I see the same trend in programming languages. Say a really solid career lasts from about 20 to 60, 40 years long. Say that halfway through your career, 20 years in, you're considered a respectable senior dev who gets to influence what languages companies hire for and build on.

So in 20 years in, the current batch of senior devs will be retiring, and the current noobies will have become senior devs.

*Whatever language is easy to learn today will be a big deal in 20 years*

That's how PHP, Python, and JavaScript won. Since JavaScript got so much money poured on it to make it fast, secure, easy, with a big ecosystem, I say JS (or at least TS) will still be a big deal in 20 years.

The latest batch of languages know this, and that's why there are no big minimal languages. Rust comes with a good package manager, unit tester, linter, self-updater, etc., because a language with friction for noobies will simply die off.

One might ask how we got stuck with the languages of script kiddies and custom animated mouse cursors for websites. There's no other way it could turn out, that's just how people learn languages.


Back in the old days there was a glut of crappy bloated slow software written in BASIC. JS is the BASIC of the 21st century: you can write good software in it, but the low bar to entry means sifting through a lot of dross too.

My take: that’s just fine. Tightly crafted code is not a lost art, and is in fact getting easier to write these days. You’re just not forced into scrabbling for every last byte and cpu cycle anymore just to get acceptable results.
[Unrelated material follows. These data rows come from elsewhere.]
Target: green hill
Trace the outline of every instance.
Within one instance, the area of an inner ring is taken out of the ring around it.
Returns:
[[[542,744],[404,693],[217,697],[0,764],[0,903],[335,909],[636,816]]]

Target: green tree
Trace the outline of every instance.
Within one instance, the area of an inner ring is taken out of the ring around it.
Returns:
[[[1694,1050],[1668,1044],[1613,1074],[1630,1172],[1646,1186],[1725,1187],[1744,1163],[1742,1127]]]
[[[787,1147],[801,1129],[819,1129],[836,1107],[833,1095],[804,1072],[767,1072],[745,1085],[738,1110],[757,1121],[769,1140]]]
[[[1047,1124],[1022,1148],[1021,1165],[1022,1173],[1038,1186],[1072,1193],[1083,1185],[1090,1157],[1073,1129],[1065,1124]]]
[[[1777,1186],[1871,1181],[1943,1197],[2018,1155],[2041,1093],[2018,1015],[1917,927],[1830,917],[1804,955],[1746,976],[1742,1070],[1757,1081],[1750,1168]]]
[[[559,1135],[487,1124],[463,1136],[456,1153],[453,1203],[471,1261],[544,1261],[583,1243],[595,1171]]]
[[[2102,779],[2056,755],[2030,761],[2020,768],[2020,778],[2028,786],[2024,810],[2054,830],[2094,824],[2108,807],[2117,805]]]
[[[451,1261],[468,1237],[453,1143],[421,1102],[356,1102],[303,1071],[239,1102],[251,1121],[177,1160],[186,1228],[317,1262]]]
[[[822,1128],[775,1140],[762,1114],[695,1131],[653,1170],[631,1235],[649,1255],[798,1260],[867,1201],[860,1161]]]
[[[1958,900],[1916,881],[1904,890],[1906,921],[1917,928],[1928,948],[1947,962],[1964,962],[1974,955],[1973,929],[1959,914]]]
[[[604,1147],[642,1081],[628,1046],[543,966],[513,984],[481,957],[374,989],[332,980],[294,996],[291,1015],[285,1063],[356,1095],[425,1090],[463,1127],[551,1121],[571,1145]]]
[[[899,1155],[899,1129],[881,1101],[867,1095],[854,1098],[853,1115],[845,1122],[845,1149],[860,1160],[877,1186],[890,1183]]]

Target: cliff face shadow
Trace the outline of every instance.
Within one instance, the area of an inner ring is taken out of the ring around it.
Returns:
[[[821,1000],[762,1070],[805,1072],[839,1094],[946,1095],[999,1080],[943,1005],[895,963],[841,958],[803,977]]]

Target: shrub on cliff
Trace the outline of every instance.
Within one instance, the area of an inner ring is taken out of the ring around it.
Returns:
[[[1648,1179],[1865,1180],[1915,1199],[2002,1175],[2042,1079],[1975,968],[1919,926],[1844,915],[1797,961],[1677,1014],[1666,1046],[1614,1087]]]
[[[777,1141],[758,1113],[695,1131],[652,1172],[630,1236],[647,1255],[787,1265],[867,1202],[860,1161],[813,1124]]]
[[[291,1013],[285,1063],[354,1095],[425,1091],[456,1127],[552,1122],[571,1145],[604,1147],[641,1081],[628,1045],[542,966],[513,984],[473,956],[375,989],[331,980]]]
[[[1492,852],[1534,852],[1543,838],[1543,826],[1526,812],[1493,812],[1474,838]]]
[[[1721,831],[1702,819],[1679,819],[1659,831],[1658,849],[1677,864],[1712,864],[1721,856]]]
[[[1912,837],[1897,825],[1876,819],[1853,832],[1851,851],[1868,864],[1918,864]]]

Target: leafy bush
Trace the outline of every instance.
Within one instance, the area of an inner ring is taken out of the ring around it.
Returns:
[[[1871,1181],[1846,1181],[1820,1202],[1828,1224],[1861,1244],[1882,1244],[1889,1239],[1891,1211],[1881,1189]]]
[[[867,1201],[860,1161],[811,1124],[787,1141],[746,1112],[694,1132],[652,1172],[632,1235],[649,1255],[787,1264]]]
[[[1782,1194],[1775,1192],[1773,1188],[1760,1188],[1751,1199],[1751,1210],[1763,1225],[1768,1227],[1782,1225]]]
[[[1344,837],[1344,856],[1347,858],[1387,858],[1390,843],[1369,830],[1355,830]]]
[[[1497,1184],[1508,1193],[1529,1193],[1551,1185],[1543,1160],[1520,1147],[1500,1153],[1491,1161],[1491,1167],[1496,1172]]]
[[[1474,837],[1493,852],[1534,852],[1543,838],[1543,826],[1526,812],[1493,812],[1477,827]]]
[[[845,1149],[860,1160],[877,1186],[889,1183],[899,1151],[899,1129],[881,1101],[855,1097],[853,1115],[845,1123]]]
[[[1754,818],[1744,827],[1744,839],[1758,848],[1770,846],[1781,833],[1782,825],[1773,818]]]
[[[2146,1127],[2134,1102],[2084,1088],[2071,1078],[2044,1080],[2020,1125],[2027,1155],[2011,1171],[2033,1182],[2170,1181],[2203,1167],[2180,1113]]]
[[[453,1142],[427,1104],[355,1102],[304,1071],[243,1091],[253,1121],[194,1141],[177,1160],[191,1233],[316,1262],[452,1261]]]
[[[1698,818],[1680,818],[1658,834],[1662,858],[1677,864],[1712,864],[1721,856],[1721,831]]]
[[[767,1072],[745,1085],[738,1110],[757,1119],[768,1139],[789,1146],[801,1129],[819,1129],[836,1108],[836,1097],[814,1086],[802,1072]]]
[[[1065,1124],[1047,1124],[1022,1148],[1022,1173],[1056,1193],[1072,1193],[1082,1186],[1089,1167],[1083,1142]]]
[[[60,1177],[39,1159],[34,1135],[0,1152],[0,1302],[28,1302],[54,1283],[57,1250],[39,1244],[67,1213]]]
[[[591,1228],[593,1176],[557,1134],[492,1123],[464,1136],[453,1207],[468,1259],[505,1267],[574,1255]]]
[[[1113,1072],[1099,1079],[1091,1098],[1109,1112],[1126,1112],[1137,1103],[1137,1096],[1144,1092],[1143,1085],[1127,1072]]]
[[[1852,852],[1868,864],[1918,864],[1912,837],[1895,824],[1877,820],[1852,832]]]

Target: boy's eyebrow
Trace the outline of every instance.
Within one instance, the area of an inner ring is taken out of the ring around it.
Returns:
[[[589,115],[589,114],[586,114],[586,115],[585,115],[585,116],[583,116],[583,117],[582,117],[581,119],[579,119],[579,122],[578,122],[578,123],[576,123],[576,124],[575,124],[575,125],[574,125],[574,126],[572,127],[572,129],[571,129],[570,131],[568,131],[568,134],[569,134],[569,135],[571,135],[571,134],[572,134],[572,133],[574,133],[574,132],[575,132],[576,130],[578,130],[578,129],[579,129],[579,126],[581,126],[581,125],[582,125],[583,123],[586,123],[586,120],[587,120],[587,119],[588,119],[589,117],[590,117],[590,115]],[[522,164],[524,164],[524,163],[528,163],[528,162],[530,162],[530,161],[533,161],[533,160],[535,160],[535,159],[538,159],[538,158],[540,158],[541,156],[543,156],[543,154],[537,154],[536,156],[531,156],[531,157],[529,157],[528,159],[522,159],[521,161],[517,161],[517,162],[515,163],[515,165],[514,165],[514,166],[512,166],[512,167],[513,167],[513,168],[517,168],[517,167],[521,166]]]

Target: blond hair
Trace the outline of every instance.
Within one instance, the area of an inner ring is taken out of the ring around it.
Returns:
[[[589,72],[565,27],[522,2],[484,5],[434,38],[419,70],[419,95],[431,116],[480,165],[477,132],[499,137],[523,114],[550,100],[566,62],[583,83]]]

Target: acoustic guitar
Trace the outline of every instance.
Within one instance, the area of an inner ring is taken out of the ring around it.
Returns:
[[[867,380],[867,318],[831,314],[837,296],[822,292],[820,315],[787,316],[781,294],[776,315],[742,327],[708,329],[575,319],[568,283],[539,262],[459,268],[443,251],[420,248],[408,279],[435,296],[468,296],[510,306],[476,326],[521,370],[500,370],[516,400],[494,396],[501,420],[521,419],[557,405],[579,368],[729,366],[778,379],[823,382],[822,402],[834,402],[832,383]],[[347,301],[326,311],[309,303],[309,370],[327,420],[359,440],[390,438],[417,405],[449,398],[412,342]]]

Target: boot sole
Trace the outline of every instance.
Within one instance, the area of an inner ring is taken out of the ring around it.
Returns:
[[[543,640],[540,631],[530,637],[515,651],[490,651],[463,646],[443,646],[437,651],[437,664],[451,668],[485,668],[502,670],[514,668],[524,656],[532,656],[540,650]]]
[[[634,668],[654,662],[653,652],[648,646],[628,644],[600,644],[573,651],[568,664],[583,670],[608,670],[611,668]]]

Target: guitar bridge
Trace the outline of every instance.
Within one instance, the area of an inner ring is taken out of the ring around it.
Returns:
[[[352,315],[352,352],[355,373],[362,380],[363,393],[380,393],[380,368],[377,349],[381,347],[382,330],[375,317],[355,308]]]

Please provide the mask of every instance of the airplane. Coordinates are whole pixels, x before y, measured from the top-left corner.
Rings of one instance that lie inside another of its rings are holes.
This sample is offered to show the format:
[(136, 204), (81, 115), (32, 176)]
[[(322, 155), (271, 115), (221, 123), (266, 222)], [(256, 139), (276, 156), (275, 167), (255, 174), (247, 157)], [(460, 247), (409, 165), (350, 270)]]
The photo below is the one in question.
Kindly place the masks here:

I mean, there are corporations who only sell to very large corporations and have had plenty of success doing so. Stuff like computational fluid dynamics software, for example, has a pretty-finite number of potential clients, and I don't think I could afford a license to ANSYS even if I wanted one [1], since it goes into the tens of thousands of dollars. I don't think there are a ton of startups using it.

But I think you're broadly right.

[1] Yes I know about OpenFOAM, I know I could use that if I really wanted.